Richard and Sarah Miner House (1870)
This Victorian eclectic-style house changed hands many times, with 12 owners and at least four different renters. In 1975 the architectural firm of Johnson, Johnson and Roy rated it a 10 on a scale of 1 to 10 for having “none to minor” alterations when the nomination for the Southside Historic District was filed. The parcel of land on which this house sits was first sold from the State of Wisconsin to John W. Trowbridge in 1849 for $113.40. In 1865 John Gallien, a brick mason, bought the parcel for $250, built a house, and sold it to Richard and Sarah Miner in 1872 for $3,000. Richard’s company manufactured house furnishings. The Miners added the first story south wing and no doubt added woodwork to the house from his factory.
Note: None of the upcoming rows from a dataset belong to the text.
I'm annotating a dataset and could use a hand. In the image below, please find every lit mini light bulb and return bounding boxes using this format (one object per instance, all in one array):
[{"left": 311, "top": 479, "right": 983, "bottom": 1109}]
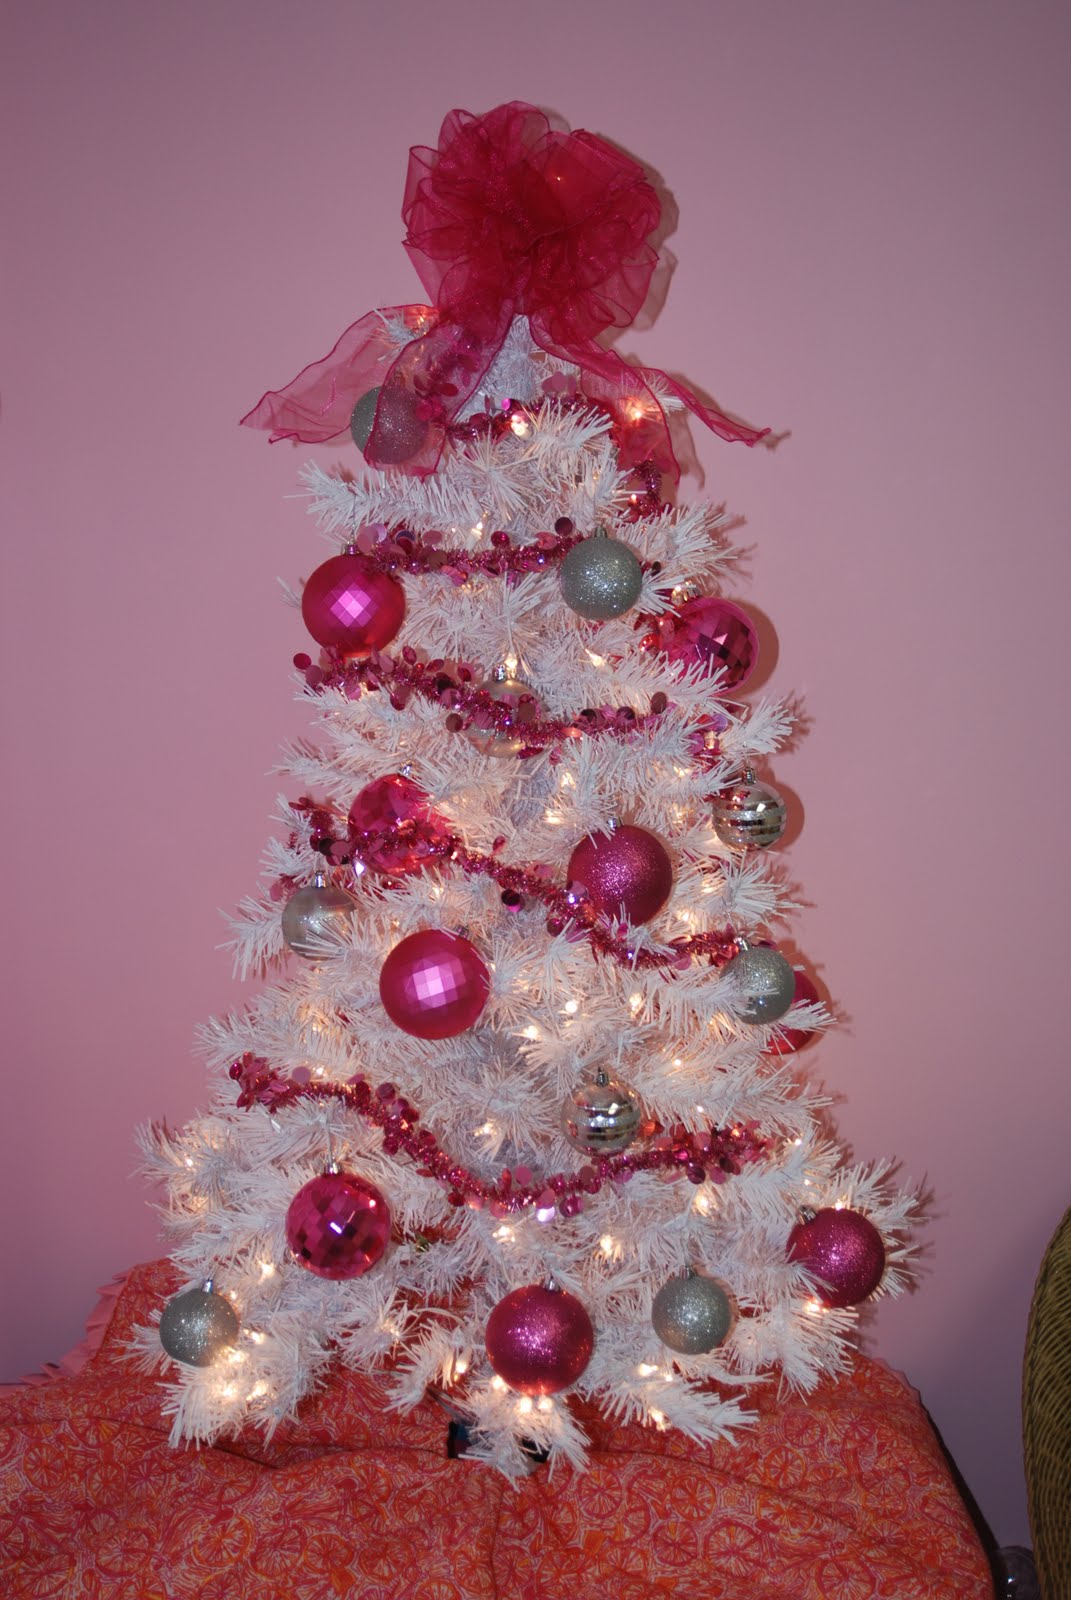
[
  {"left": 563, "top": 999, "right": 579, "bottom": 1015},
  {"left": 510, "top": 413, "right": 531, "bottom": 437},
  {"left": 491, "top": 1375, "right": 508, "bottom": 1393},
  {"left": 453, "top": 1356, "right": 469, "bottom": 1378},
  {"left": 599, "top": 1234, "right": 616, "bottom": 1257},
  {"left": 493, "top": 1224, "right": 514, "bottom": 1242},
  {"left": 649, "top": 1409, "right": 668, "bottom": 1429},
  {"left": 259, "top": 1262, "right": 275, "bottom": 1279},
  {"left": 474, "top": 1121, "right": 496, "bottom": 1138},
  {"left": 517, "top": 1396, "right": 534, "bottom": 1415},
  {"left": 537, "top": 1396, "right": 553, "bottom": 1413},
  {"left": 629, "top": 992, "right": 644, "bottom": 1015},
  {"left": 626, "top": 399, "right": 646, "bottom": 423},
  {"left": 248, "top": 1381, "right": 270, "bottom": 1400},
  {"left": 522, "top": 1024, "right": 541, "bottom": 1040},
  {"left": 637, "top": 1362, "right": 658, "bottom": 1377}
]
Walter P. Dutton, president of the Dutton Lumber Company, bought the house in 1884. A newspaper account states that on September 22, 1893, a lightning bolt hit the house, blowing a hole in the roof, and Walter was thrown from his bed. No one was injured, though family members were “shocked, not seriously.” Dutton sold the house to Alfred and Elnora Lewis in 1893. Alfred was a prominent hotel owner and manager, operating the Racine Exchange, the Blake House, and the Merchants Hotel. His obituary in 1910 states, “By his courteous and genial disposition he … became known as an ideal hotel man to thousands of traveling men throughout the country.” Charles E. Wells and his family resided at the house from 1902 to 1919, though he purchased the house from Alfred’s widow in 1908. Wells was the manager of Fish Brothers Wagon Company. He and his wife hosted many prominent people of the day and were known as “one of the most highly esteemed couples in the city.”
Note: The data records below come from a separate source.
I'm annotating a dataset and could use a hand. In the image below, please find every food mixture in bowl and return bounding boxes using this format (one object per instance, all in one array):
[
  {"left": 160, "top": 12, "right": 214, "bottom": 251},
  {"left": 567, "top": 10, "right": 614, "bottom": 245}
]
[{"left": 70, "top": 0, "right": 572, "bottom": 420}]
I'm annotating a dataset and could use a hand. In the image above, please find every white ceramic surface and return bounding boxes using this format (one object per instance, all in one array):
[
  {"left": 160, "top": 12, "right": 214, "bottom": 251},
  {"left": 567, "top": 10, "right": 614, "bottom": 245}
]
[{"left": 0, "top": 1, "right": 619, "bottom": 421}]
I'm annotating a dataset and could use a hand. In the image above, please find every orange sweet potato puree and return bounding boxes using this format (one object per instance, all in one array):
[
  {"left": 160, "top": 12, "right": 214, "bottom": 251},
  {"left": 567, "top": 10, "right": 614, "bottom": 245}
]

Donald Eugene Callender, with his wife and three children, lived in the house from 1920 to his death in 1935. He was the manager of Wisconsin Gas & Electric Company, and vicepresident of First National Bank and Trust. In 1926 he hired architect Louis Nelson to add the master bedroom in the southeast corner of the second floor and the second floor back porch. The bump outs were added to the north in the living room and to the south in the dining room. The Callenders installed the first gas furnace in Racine and an electric refrigerator. Callender’s widow rented the house to various tenants until she sold it in 1946.

The next owner was Admiral (ret.) Nathaniel Prime, who sold the house to Dulce Burgess (husband Robert) in 1948. Robert Burgess was prominent in the Kelley Lumber and Brannum Lumber Companies. Consequent owners were Frank and LaVerne Diem (1965), Judith and Ira Cutler (1977), and John Hnilicka (1986). The current owners, Fred and Deborah Beuttler, bought the house in December 2015. We thank them for generously opening this historic gem to our Preservation Racine tour.